In decentralized finance, borrowing usually means using a single type of token as collateral. In cross-collateral lending protocols on the other hand, let users use multiple assets at the same time to secure a single loan.
This makes it possible to combine different types of tokens, making borrowing more easy, efficient and flexible.
Let’s look into it!
Cross-collateral lending protocols are platforms that allow users to use a mix of different tokens as collateral for a single loan. Instead of locking only one asset, users can deposit a bundle of tokens for increased borrowing power and reduced risk of liquidation.
- First, users deposit multiple assets into the protocol.
- After this, the protocol will add up the value and risk of all tokens deposited.

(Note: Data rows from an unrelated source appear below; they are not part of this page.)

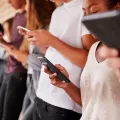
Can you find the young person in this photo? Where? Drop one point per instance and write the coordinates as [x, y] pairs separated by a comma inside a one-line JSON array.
[[14, 84], [65, 46], [38, 16], [99, 85]]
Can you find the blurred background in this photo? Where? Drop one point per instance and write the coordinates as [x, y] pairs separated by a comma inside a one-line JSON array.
[[6, 11]]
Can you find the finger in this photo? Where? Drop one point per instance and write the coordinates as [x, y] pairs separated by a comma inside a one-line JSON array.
[[33, 43], [52, 76], [46, 70], [57, 82], [108, 52], [32, 39], [114, 62]]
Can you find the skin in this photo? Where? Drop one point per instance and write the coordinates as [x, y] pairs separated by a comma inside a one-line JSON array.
[[17, 4], [89, 7], [113, 58]]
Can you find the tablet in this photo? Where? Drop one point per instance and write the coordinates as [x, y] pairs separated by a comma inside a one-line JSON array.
[[105, 26], [53, 69]]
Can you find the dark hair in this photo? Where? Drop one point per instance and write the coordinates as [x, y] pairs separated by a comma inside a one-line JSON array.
[[39, 13], [112, 3]]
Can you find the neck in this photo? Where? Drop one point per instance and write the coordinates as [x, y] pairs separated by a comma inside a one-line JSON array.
[[67, 1]]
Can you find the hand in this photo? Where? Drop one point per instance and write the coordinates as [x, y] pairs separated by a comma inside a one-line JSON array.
[[40, 37], [11, 50], [53, 77]]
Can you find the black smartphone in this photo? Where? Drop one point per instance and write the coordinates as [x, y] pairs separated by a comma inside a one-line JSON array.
[[1, 29], [53, 69], [105, 26]]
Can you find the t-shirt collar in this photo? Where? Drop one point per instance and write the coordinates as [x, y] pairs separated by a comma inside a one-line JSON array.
[[73, 3]]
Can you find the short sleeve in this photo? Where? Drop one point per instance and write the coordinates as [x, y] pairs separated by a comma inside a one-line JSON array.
[[85, 31]]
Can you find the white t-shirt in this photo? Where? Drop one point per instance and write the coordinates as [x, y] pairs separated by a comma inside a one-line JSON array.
[[66, 25], [100, 90]]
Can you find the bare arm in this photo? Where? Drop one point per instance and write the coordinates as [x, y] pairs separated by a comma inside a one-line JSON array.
[[77, 56]]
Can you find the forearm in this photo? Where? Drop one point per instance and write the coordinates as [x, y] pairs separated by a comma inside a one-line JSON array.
[[74, 93], [75, 55], [21, 56]]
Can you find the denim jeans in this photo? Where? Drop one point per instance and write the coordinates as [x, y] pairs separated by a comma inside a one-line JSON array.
[[45, 111], [11, 95]]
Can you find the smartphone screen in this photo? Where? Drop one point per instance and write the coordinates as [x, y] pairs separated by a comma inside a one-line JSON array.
[[53, 69]]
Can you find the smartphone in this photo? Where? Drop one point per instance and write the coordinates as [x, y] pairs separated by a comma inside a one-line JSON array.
[[105, 26], [1, 29], [22, 30], [53, 69]]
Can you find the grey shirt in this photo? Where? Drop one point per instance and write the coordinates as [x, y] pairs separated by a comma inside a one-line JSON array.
[[35, 64]]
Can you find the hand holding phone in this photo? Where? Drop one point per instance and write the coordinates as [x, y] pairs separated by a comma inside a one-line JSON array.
[[22, 30], [53, 69]]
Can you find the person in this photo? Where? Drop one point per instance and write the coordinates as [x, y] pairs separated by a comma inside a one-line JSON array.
[[7, 25], [99, 84], [40, 12], [64, 46], [14, 83]]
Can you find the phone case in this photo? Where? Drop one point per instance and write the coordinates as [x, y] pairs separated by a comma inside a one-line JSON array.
[[53, 69]]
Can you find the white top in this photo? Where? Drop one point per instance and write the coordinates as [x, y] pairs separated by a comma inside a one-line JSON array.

- Based on these, it sets a borrowing limit based on a blended loan-to-value (LTV) ratio.
- If a loan is issued, it will be backed by all the tokens deposited as collateral.
- If the total collateral value drops too low, the protocol can sell off just enough assets to cover the risk.

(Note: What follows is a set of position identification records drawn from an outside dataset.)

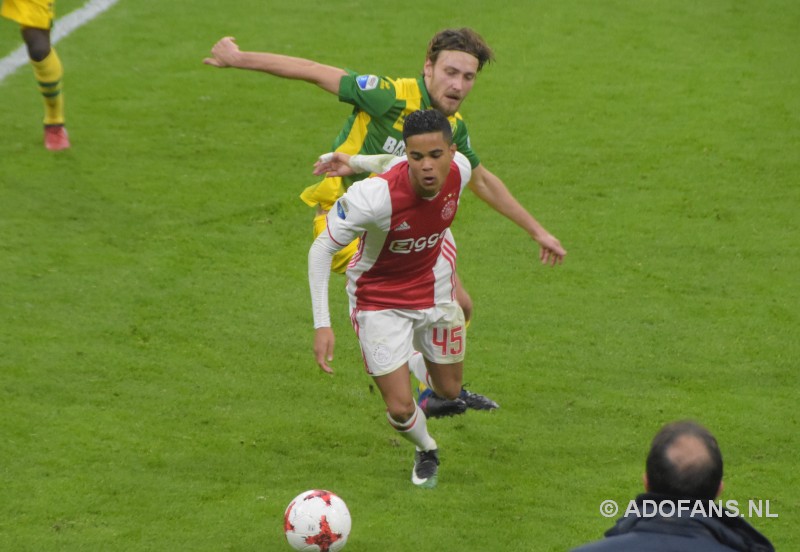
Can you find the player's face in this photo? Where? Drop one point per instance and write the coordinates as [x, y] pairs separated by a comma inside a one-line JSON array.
[[450, 79], [429, 158]]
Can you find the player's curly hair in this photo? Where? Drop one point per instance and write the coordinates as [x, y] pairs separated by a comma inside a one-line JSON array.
[[426, 121], [460, 40]]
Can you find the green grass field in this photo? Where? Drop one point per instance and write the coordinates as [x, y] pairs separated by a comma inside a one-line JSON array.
[[157, 386]]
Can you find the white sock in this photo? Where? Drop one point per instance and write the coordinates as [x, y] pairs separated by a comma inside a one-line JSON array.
[[414, 430]]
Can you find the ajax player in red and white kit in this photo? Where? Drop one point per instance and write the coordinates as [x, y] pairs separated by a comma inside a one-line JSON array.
[[401, 282]]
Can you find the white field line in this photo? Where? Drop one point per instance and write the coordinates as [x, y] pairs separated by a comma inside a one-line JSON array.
[[63, 27]]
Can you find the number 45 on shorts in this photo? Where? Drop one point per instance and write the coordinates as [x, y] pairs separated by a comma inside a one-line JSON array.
[[449, 341]]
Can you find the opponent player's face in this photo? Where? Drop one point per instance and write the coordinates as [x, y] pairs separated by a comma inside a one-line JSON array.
[[429, 157], [450, 79]]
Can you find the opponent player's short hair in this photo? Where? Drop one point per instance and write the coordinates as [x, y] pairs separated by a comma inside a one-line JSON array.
[[425, 121], [460, 40], [692, 476]]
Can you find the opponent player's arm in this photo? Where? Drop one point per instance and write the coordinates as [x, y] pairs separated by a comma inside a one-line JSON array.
[[493, 191], [226, 53], [341, 164]]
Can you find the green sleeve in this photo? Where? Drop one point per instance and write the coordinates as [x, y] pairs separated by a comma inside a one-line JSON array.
[[371, 93]]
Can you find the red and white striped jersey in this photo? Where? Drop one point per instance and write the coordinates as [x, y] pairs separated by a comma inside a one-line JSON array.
[[407, 256]]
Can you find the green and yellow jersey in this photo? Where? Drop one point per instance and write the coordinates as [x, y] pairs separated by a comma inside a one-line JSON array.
[[381, 104]]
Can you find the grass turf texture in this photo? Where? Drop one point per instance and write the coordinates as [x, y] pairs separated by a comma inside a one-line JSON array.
[[158, 390]]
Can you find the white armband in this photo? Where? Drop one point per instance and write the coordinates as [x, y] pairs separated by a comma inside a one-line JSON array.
[[371, 163]]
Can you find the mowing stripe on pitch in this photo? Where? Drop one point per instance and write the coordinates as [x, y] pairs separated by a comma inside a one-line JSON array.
[[64, 26]]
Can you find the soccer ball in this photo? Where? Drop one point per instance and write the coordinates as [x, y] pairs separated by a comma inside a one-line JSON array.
[[317, 520]]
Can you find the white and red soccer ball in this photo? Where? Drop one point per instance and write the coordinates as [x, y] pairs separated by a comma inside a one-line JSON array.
[[317, 520]]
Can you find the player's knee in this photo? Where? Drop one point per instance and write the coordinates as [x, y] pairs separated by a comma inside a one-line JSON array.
[[402, 412], [37, 42]]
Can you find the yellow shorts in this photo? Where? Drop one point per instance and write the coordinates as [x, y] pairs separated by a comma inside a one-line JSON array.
[[38, 14], [324, 193], [342, 258]]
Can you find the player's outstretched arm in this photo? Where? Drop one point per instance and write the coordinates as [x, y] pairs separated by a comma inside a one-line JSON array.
[[323, 348], [491, 189], [341, 164], [319, 270], [226, 53]]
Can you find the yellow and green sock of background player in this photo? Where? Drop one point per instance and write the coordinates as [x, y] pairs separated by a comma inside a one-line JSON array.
[[49, 73]]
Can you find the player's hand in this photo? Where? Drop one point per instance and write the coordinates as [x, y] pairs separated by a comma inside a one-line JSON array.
[[550, 250], [333, 164], [323, 348], [224, 53]]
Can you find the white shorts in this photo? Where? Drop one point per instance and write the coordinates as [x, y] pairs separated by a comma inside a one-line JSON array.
[[388, 338]]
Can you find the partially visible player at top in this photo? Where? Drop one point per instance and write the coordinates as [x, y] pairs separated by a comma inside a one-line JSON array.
[[35, 18], [401, 282], [453, 61]]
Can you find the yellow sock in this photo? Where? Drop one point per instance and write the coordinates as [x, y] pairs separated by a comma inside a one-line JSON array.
[[49, 73]]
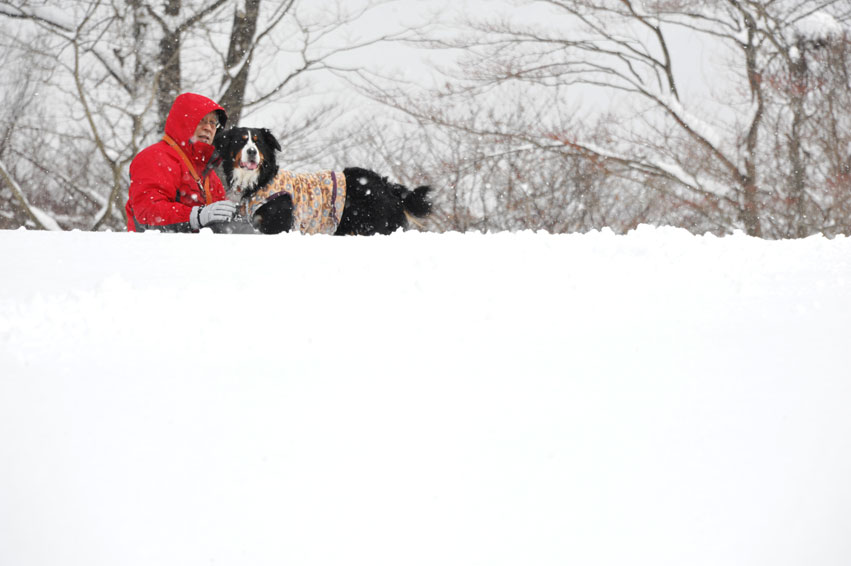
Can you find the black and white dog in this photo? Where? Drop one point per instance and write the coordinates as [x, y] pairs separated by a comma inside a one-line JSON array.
[[355, 201]]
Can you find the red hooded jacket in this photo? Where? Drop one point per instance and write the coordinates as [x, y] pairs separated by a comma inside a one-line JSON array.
[[162, 190]]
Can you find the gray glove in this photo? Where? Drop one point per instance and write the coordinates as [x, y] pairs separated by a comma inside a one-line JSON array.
[[220, 211]]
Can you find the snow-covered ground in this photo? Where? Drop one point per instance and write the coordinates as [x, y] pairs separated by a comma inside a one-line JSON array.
[[519, 399]]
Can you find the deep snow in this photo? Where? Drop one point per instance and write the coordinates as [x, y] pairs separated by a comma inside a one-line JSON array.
[[506, 399]]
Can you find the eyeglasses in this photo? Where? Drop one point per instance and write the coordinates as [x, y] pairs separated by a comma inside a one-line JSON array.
[[212, 122]]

- Better Capital Efficiency: You can borrow more with the same assets by pooling them together.
- Reduced Liquidation Risk: One asset dropping in value is less risky when others are still strong.
- Flexible Collateral Choices: You can use different types of tokens – volatile coins, stablecoins, even yield-earning assets.
- Easier To Manage: You can handle one loan backed by multiple assets instead of managing several separate ones.